Hacker News new | ask | show | jobs
by contingencies 3264 days ago
So... they're not running any kind of devops system at all. If they were, they could just run the upgrade on the image, test it, deploy it. All the "months of careful planning and many many tests" they did are basically wasted time.

I wouldn't be proud of this, quite the opposite. I would suggest critically reviewing the entire infrastructure management strategy since months lost to a single upgrade is obviously indicative of greater problems.

3 comments

It sounds to me like they are in fact running a giant devops system, all for the purpose of not using virtual static IPs.

Instead of just provisioning fresh VMs and migrating customer data they're doing this massive upgrade in place on existing machines to avoid losing the assigned IPs.

I guess they decided the benefits of being cloud provider agnostic outweighed the downside of spending months of man hours automating in-place OS upgrades.

A good system can handle multiple requirements.
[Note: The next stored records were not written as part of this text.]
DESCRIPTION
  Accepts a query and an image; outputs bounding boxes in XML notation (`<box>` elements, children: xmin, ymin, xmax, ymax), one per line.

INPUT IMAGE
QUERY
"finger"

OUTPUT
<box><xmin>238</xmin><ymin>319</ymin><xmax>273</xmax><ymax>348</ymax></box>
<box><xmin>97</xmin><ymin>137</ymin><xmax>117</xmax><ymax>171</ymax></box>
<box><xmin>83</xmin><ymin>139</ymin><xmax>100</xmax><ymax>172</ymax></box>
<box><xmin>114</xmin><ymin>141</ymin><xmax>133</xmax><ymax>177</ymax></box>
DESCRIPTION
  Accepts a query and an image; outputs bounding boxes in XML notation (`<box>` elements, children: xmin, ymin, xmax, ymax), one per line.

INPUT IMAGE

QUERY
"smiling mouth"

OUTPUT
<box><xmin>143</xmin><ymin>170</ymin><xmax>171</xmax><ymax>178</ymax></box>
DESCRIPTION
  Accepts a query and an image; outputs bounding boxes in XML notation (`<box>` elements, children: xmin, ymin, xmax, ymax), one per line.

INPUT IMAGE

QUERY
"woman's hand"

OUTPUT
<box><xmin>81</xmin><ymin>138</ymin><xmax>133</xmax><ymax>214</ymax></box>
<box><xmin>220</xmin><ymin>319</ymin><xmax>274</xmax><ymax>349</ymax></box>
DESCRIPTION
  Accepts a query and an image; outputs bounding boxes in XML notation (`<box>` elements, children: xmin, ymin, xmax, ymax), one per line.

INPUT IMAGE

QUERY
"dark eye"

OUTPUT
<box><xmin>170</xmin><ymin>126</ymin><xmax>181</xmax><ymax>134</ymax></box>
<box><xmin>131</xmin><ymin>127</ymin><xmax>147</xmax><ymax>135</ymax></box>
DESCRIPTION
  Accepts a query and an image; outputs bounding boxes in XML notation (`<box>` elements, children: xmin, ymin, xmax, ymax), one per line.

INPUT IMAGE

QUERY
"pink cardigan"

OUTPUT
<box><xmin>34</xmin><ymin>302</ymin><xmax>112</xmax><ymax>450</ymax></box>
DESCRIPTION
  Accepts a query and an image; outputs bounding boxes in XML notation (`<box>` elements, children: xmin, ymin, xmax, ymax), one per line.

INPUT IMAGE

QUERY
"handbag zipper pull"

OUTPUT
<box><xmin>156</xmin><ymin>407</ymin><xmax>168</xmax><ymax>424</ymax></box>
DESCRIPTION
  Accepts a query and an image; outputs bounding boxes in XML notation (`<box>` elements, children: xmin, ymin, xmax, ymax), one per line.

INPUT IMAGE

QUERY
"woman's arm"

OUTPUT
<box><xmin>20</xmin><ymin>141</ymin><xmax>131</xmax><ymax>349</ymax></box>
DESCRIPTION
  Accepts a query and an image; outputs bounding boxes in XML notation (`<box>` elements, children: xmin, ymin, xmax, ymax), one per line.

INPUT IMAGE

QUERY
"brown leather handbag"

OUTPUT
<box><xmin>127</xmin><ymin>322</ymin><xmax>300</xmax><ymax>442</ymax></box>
You present a false dichotomy.
I'm not sure that I'm quite as critical, the technique itself looks useful for some scenarios.

I've worked on a Windows project where we solved a similar problem by booting from vhd, so you can "just" write a new vhd, uniquify it with the per machine config, update the boot menu and reboot - all data are on a separate volume, naturally

I'm surprised they went to all this effort for only 2000 machines though.

I work on a "devops" team and this is similar to what we do. We have a "reinstall the whole damn image" flag but using it by default would just cause unnecessary downtime for us, especially in our non-production environments.